Merissa A. Yellman, M.P.H., and Erin K. Sauber-Schatz, Ph.D., from the CDC in Atlanta, measured progress in reducing motor vehicle crash deaths by calculating population-based, distance-based, and vehicle-based death rates in 2015 and 2019 for the United States and 28 other high-income countries.
The researchers found that in 2019, the United States had the highest population-based death rate (11.1 per 100,000 population) among the 29 high-income countries, which was 2.3 times the average rate of the other 28 countries (4.8 per 100,000 population).
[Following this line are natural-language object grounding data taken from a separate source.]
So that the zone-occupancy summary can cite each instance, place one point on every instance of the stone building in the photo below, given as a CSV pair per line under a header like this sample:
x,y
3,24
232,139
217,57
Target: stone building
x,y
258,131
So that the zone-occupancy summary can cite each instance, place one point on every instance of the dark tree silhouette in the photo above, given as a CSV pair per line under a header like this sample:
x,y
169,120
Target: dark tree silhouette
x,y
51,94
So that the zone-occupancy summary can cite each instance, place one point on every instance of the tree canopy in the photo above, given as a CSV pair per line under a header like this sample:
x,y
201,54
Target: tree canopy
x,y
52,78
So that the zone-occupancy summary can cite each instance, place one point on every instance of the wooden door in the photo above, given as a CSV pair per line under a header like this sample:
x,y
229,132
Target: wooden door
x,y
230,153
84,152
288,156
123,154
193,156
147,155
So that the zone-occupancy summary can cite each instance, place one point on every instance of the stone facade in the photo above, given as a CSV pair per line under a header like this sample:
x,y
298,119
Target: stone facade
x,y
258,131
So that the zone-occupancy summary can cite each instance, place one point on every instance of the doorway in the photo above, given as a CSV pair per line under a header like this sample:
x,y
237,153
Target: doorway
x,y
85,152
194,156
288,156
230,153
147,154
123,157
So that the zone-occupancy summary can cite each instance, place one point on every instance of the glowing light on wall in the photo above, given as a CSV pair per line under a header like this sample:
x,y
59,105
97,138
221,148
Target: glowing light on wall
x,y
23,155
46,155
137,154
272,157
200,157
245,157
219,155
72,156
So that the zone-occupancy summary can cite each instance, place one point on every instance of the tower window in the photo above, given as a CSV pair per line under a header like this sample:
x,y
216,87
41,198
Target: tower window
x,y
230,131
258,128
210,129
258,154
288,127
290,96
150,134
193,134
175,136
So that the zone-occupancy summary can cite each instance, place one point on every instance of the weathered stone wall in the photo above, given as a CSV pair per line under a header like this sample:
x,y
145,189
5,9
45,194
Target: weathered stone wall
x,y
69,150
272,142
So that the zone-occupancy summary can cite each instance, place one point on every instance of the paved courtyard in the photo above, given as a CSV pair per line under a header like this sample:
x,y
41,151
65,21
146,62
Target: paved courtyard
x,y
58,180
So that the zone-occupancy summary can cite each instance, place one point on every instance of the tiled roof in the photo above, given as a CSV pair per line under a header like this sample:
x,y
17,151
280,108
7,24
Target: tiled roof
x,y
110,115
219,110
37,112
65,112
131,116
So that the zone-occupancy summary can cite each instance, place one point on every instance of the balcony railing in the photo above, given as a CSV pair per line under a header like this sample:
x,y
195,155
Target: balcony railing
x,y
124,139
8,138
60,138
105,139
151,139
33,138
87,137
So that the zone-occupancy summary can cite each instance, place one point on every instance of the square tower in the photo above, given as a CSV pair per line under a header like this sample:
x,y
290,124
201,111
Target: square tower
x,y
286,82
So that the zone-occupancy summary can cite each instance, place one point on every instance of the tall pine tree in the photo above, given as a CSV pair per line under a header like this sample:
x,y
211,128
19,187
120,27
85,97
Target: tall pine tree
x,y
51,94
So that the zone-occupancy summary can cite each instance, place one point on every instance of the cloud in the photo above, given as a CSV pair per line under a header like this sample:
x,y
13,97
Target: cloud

The 2019 U.S. distance-based death rate was higher than the average rate among 20 other countries (1.11 versus 0.92 per 100 million vehicle miles travelled). Furthermore, the U.S. vehicle-based death rate was higher than in 27 other high-income countries (1.21 versus 0.78 per 10,000 registered vehicles). From 2015 to 2019, the population-based death rate increased 0.1 percent in the United States, whereas the average change in 27 other high-income countries was −10.4 percent.
“Although various U.S. cities and communities have committed to a goal of zero crash deaths and injury reductions, widespread multisectoral commitment and collaborative action toward achieving zero deaths are needed for the United States to make significant improvements,” the authors write.